Understanding the impact of water on the catalytic activity and stability

Inspired by my past work in solvent effects in organic reactivity, I have transferred the micro-solvation approach used in homogeneous phase to surface reactions aiming at understanding the role of water on the C-H and O-H scissions in alcohols [1]: H-bonded water strongly activates the O-H scission but does not affect the C-H scission on Rh. This discovery immediately questioned the role of water on the activity of other metals. I evidenced that the impact of water depends on the oxophilicity of the metal: the stronger the oxophilicity, the stronger the impact. My collaborator A. Ruppert confirmed this prediction experimentally on the levulinic acid conversion into gamma-valerolactone.[2] This collaborative work is an important milestone that put in evidence the importance of understanding the effect of water on the catalytic activity.

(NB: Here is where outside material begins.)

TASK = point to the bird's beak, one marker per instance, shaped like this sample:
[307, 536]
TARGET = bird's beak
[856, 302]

The pH also affects the catalytic activity: to proceed efficiently, alcohol oxidation by O₂ using Au catalysts needs adding a base, which generates unwanted waste. Combining PCM and microsolvation, I included for the first time in a computational study the chemisorption of anionic hydroxide at the catalyst/water interface. Rationalizing the role of the added base, I identified potential sources of improvement to guide the Catalysis community: the basic pH polarizes the metal surface and a similar effect can be achieved through alloying, additives and support effect.[3]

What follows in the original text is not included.